Autogen: Building Conversational Agents

While CrewAI is great for tasks, Microsoft Autogen is the king of conversational agents that can "Talk and Code" their way to a solution. In this lesson, we learn how to architect an Autogen swarm where agents iterate on each other's work autonomously.

The Autogen Conversation Logic

The User Proxy: Acts as the bridge between you and the swarm.
The Assistant Agent: The primary worker (e.g., The Coder).
The Critic Agent: Reviews the output and provides feedback loops until the goal is met.

Technical Snippet

Technical Snippet: A Basic Autogen Swarm

python

import autogen

config_list = [{"model": "gpt-4", "api_key": "..."}]

assistant = autogen.AssistantAgent("assistant", llm_config={"config_list": config_list})
user_proxy = autogen.UserProxyAgent("user_proxy", code_execution_config={"work_dir": "coding"})

user_proxy.initiate_chat(assistant, message="Write a Python script to scrape 10 leads from LinkedIn.")

Key Insight

Nuance: Code Execution Safety

Autogen agents can execute the code they write.

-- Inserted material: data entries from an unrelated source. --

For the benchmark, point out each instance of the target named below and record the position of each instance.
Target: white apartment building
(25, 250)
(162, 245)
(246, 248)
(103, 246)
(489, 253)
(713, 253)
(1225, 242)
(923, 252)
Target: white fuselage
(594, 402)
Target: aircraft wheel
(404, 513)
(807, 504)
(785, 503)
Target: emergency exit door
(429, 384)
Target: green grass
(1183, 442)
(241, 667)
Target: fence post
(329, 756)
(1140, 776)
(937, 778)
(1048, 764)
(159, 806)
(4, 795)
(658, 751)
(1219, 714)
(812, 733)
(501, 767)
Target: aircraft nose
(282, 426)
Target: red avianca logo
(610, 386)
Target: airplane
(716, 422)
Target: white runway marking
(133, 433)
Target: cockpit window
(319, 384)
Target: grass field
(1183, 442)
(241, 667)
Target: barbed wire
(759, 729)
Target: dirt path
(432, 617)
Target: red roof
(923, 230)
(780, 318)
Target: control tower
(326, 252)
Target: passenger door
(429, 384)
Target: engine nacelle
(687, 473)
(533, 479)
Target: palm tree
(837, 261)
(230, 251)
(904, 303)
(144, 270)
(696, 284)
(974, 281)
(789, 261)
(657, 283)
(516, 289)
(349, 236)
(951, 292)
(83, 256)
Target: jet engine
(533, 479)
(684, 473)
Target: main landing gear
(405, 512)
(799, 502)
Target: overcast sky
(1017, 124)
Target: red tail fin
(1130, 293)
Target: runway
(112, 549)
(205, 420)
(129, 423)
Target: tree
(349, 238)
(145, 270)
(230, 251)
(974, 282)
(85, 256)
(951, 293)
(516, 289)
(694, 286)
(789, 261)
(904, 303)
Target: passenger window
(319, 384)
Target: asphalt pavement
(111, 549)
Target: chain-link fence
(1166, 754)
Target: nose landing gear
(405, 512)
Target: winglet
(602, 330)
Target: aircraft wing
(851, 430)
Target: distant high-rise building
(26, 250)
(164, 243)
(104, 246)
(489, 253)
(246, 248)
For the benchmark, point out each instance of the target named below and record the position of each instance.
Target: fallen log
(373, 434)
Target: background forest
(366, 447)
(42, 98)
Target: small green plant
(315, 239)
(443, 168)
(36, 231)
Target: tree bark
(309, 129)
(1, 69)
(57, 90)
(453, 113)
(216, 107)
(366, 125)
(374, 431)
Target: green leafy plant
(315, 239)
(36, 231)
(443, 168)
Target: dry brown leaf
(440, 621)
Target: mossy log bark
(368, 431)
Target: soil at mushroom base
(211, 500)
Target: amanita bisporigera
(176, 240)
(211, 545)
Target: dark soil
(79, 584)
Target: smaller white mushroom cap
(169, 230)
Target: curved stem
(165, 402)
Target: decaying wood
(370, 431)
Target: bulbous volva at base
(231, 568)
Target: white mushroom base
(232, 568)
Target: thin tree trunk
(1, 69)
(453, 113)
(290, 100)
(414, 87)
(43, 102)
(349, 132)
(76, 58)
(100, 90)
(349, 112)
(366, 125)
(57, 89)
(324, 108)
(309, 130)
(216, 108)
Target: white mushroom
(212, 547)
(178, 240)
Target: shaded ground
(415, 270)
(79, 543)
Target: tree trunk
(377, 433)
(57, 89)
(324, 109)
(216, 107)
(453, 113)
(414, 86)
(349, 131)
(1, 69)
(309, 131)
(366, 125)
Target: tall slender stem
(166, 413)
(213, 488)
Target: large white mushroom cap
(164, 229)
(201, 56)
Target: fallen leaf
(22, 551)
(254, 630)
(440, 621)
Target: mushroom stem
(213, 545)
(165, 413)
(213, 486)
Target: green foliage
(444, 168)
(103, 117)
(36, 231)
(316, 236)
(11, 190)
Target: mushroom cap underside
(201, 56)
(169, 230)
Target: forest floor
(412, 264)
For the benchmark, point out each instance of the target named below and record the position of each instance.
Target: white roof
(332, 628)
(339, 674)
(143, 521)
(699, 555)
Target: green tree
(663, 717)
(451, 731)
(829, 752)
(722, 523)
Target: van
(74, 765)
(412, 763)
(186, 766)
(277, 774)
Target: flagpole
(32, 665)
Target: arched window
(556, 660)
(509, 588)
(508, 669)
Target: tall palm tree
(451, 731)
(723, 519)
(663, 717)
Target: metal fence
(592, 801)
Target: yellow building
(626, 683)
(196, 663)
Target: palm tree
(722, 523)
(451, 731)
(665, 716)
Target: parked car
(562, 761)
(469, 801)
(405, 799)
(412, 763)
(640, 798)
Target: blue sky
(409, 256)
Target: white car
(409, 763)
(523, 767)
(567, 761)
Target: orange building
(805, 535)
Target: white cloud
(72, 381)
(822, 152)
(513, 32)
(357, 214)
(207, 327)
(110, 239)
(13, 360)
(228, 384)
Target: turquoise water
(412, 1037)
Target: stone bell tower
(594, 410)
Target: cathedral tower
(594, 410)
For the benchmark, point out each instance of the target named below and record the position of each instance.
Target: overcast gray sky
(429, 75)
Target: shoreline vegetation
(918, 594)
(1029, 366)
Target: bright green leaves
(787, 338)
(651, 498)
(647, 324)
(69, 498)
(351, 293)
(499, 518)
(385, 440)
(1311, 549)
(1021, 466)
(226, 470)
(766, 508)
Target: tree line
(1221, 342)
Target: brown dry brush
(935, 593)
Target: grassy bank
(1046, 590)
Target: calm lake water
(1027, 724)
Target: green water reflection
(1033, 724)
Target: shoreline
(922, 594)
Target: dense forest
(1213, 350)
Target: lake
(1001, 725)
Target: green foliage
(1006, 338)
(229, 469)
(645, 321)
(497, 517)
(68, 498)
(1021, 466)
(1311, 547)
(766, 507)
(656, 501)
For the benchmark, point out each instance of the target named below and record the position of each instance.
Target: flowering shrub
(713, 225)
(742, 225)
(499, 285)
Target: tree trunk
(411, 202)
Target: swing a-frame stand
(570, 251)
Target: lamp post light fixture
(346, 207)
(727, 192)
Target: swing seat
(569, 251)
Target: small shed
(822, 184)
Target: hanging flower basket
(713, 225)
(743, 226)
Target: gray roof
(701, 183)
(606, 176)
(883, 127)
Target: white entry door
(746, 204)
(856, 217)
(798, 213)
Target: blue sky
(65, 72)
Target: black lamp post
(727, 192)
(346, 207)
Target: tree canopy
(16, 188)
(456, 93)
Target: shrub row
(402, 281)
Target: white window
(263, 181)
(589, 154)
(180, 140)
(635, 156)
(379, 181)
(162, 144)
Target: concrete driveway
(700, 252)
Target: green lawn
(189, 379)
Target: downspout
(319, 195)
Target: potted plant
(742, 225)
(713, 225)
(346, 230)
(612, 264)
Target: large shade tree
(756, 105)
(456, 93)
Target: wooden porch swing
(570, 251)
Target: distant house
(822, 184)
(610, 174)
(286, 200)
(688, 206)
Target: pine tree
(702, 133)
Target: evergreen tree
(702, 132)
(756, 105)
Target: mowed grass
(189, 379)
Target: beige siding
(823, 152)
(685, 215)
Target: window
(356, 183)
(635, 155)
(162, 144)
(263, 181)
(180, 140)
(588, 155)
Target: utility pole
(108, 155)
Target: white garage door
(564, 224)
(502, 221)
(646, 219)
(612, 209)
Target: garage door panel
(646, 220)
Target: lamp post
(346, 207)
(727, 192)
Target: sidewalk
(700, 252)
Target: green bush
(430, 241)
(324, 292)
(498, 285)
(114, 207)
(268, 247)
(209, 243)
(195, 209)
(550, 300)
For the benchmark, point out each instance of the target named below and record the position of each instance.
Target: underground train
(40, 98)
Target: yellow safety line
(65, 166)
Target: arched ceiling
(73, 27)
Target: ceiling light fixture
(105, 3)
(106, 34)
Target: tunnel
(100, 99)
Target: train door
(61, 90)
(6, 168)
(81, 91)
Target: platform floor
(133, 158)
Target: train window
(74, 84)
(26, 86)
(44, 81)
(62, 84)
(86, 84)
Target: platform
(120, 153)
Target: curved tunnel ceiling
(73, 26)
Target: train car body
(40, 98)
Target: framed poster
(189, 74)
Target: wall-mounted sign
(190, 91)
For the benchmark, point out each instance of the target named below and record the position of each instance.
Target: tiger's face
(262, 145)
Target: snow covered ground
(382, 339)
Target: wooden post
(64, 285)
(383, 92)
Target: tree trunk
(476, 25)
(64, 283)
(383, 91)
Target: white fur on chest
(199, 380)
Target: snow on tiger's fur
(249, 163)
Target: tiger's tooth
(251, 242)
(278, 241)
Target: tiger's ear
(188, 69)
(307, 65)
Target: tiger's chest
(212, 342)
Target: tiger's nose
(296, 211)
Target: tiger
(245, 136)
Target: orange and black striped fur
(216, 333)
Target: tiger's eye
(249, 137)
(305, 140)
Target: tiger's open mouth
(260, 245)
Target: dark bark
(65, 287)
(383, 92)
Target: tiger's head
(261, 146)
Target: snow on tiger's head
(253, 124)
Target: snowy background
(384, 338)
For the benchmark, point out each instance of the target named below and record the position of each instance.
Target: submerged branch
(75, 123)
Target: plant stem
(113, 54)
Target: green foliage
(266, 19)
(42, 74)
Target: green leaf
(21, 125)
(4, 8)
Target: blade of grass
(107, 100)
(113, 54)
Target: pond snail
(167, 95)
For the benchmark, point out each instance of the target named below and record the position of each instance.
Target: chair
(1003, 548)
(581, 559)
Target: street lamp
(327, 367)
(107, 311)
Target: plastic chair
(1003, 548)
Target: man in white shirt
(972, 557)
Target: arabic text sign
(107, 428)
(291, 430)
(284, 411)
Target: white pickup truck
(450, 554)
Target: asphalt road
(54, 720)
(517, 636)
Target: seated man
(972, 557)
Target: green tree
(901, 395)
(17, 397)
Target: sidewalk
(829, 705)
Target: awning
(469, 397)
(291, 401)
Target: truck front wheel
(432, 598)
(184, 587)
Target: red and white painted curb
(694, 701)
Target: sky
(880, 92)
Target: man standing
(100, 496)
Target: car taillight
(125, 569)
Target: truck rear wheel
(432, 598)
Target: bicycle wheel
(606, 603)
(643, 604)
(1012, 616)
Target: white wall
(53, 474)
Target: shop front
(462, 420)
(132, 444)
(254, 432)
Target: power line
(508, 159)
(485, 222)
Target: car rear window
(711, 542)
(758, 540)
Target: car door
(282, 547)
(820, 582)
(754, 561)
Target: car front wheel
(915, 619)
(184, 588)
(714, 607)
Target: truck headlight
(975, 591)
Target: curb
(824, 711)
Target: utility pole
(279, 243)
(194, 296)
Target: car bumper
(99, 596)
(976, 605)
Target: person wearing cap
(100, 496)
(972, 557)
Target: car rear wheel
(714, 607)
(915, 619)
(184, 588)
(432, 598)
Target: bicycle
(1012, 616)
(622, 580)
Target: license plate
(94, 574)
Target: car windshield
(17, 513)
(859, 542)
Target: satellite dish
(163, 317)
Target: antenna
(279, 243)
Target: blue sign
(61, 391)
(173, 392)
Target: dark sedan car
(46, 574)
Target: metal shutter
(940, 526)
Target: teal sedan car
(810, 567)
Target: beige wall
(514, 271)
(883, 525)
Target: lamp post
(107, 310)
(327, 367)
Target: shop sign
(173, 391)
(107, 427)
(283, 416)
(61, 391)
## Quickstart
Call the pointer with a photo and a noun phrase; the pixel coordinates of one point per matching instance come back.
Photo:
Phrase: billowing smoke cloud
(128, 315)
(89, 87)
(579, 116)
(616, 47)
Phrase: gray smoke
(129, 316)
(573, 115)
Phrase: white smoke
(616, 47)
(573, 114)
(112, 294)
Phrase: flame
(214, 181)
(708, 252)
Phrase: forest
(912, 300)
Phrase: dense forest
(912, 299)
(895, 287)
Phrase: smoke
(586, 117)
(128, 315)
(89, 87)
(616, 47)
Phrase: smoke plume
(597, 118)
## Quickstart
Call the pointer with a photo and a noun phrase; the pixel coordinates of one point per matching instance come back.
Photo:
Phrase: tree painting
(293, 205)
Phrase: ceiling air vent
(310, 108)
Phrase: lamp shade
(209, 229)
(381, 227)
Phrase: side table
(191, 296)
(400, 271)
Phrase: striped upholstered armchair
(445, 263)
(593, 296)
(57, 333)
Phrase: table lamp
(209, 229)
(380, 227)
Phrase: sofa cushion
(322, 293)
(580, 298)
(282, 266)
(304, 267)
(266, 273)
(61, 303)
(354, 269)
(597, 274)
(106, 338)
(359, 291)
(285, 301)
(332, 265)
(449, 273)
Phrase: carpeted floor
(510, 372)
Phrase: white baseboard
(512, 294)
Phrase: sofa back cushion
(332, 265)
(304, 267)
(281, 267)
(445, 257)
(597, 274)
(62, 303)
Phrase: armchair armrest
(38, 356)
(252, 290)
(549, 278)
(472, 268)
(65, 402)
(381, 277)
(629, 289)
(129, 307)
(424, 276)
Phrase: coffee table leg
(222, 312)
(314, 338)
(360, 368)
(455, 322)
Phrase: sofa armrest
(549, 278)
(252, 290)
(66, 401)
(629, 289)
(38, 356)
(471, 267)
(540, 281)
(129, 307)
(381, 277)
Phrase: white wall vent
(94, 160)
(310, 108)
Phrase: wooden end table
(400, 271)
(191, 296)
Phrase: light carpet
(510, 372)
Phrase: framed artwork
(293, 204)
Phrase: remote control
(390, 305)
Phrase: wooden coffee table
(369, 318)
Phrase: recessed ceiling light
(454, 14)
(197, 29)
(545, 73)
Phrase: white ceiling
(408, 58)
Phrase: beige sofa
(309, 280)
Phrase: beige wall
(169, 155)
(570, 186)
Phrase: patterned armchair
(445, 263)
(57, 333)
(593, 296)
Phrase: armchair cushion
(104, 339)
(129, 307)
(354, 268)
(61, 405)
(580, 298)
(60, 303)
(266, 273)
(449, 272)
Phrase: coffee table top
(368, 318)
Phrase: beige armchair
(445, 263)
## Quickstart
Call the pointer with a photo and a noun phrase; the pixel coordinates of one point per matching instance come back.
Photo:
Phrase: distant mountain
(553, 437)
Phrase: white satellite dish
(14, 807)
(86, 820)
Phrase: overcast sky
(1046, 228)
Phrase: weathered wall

This is powerful but dangerous. A professional architect always runs Autogen in a Docker Container to ensure the agents cannot accidentally delete files on the host machine.

AutoGen vs. CrewAI: When to Use Which

Understanding when to reach for AutoGen vs. CrewAI saves you significant time in architectural decisions:

Dimension	AutoGen	CrewAI
Primary strength	Conversational code iteration loops	Role-based task orchestration
Best use case	Code writing, testing, and self-correction	Multi-step research, content pipelines, analysis
Agent communication	Conversational back-and-forth	Sequential or hierarchical task passing
Code execution	Built-in, sandboxable	Requires external tools
Learning curve	Moderate	Moderate
Cost per run (PKR)	~PKR 3-5 per session	~PKR 2-4 per session
Pakistani use cases	Upwork proposal bots, automated code QA	Market research, SEO pipelines, competitor analysis

Rule of thumb:

Need agents to write AND test code? → AutoGen
Need agents to work through a research or content pipeline? → CrewAI
Need both? → Use AutoGen within a CrewAI task (they're composable)

Pakistan Application: The Upwork Proposal Bot

Build an Autogen system that writes Upwork proposals for Pakistani freelancers:

Agent Setup:

User Proxy: Feeds the job description
Assistant: Writes the initial proposal (mentioning PKR pricing, Karachi timezone, relevant skills)
Critic: Reviews the proposal and checks for: (1) Grammar errors (2) Missing keywords from the job post (3) Price competitiveness

The Loop:

Assistant writes proposal → Critic reviews → "Your opening line is too generic. Add a specific technical insight about the client's tech stack."
Assistant rewrites → Critic approves → "This is ready to submit."

Why this matters for Pakistani freelancers: On Upwork, 90% of proposals are generic copy-paste. An Autogen swarm that iterates 3-4 times produces proposals that read like they were hand-crafted. Pakistani freelancers using this approach report 3x higher response rates.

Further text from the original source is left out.